REPUBLIKA.CO.ID, JAKARTA -- Pengamat politik dari Indonesia institute for Development (Inded) Arif Susanto menilai pengusulan dana pembangunan daerah pemilihan sebesar Rp20 miliar untuk setiap anggota dewan adalah bentuk salah persepsi para legislator terhadap UU Nomor 17 Tahun 2003.
"Alasan yang dikeluarkan untuk Usulan Program Pembangunan Daerah Pemilihan (UP2DP), saya yakin ada keasalahan persepsi terhadap UU MD3," kata Arif setelah diskusi bertajuk 'Berhentilah Merampok Dana Rakyat Indonesia' di Jalan H. Agus Salim, Jakarta, Selasa (16/6).
Menurut Arif, dana Aspirasi yang diajukan oleh DPR didasarkan pada kesalahan penafsiran UU MD3 itu yaitu pasal 78 dan pasal 80 huruf (J). Pasal 78 tersebut berbunyi bahwa para anggota dewan akan memperjuangkan aspirasi rakyat yang saya wakili untuk mewujudkan tujuan nasional demi kepentingan bangsa dan Negara Kesatuan Republik Indonesia.
Sementara Pasal 80 huruf (J) UU MD3 yang berbunyi, Anggota DPR berhak mengusulkan dan memperjuangkan program pembangunan daerah pemilihan.
"Ini tidak sesuai dengan fungsi dan tugas pokok anggota DPR untuk legislasi, pengawasan, anggaran dan aspirasi karena yang tertulis adalah mengusulkan bukan memasukan apalagi menganggarkan," ujarnya.
Lebih lanjut, Arif mengatakan pengusulan itu juga jadi bermasalah ketika melihat prestasi kerja yang sudah dilakukan anggota dewan selama ini dan capaiannya seperti apa.
"Keinginan DPR periode ini untuk mengalokasikan Rp11,2 triliun pertahun untuk 560 anggotanya.

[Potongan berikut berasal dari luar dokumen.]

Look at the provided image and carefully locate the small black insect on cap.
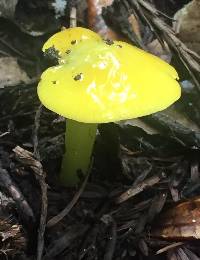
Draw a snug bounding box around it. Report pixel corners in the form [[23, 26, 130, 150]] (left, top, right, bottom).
[[66, 50, 71, 54], [71, 40, 77, 45], [74, 73, 83, 81], [44, 46, 60, 65], [104, 39, 114, 45]]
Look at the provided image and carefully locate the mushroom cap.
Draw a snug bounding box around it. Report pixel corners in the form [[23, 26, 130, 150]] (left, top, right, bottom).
[[38, 28, 181, 123]]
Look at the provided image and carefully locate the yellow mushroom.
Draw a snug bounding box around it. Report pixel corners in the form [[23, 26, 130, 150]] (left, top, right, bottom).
[[38, 28, 181, 184]]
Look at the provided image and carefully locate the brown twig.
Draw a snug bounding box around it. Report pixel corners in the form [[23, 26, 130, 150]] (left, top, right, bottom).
[[13, 146, 48, 260], [47, 174, 89, 228], [116, 175, 161, 204]]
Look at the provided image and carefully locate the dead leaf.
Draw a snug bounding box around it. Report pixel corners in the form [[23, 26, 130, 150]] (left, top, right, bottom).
[[151, 197, 200, 241]]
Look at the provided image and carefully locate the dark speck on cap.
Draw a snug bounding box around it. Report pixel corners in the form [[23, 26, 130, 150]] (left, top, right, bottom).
[[74, 73, 83, 81], [104, 39, 114, 45], [44, 46, 60, 65], [71, 40, 77, 45]]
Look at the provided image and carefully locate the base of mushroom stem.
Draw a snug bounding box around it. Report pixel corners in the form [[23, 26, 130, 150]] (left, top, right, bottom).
[[60, 119, 97, 186]]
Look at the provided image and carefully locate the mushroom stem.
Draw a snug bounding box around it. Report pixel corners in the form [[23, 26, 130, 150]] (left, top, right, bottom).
[[60, 119, 97, 186]]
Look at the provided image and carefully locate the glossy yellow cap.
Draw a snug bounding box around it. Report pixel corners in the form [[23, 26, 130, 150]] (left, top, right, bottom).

Kita harus lihat dulu apa yang sudah dicapai anggota DPR periode sekarang ini, saya rasa dengan prestasi yang ada, kawan-kawan di DPR ini mengalami sesat pikiran," ucap Arif, menegaskan.
Kinerja DPR juga, kata Arif, justru kontra produktif yang terlihat dari program legislasi setiap tahun, di mana para wakil rakyat tersebut hanya menghasilkan rata-rata 32 undang-undang, jauh dibandingkan target prolegnas yang mencapai 74 UU.

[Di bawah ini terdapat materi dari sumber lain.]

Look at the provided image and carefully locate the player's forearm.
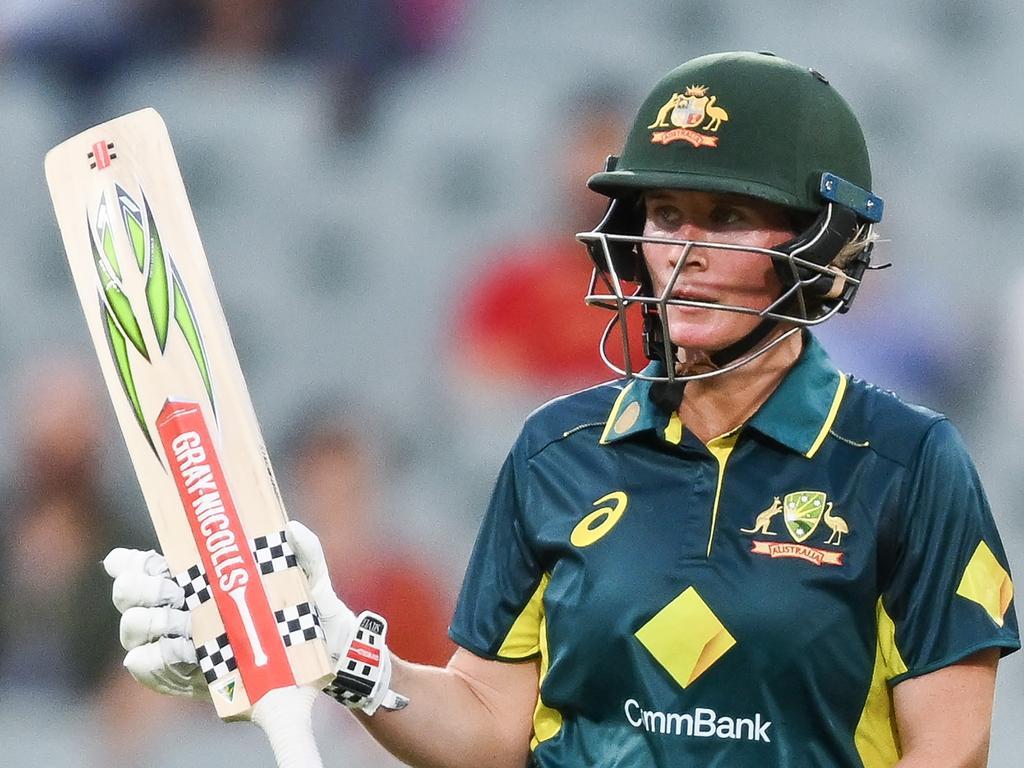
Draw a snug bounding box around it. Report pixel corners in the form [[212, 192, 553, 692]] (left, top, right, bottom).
[[356, 656, 529, 768]]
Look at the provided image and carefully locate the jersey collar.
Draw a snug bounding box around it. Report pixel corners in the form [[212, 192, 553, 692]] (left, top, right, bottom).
[[601, 332, 846, 459]]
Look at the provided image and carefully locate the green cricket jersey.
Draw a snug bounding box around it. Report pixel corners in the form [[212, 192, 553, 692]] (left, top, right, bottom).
[[451, 334, 1020, 768]]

"Dari yang sudah dihasilkan juga kualitas legislasinya masih dipertanyakan lebih dari 500 UU digugat ke Mahkamah Konstitusi, dan 10 persen di antaranya dibatalkan sebagian atau seluruhnya karena melanggar hak konstitusional warga negara," tukasnya.
Selain itu, lanjut Arif, jika melihat catatan PPATK, ada 42 persen anggota dewan terlibat korupsi, ini membuktikan bahwa sebagian anggota dewan tidak kompeten.
"Jika melihat data ini maka perlu dilakukan audit terhadap mereka, ada dua audit yaitu, audit kinerja kerja dan audit keuangan," tuturnya.
Dia menambahkan jika usulan dana aspirasi ini terealisasi maka akan terjadi tumpang tindih kebijakan pembangunan antara badan legislatif dan eksekutif, adanya praktik percaloan proyek dengan lobi-lobi tidak sehat serta akan menimbulkan kesenjangan yang semakin di setiap daerah.
"Nanti efeknya akan tumpang tindih kebijakan, tidak akan ada pemerataan pembangunan karena anggota dewan di semua daerah jumlahnya berbeda serta akan ada lobi tidak sehat pengusaha dan anggota DPR untuk proyek pembangunan," pungkasnya.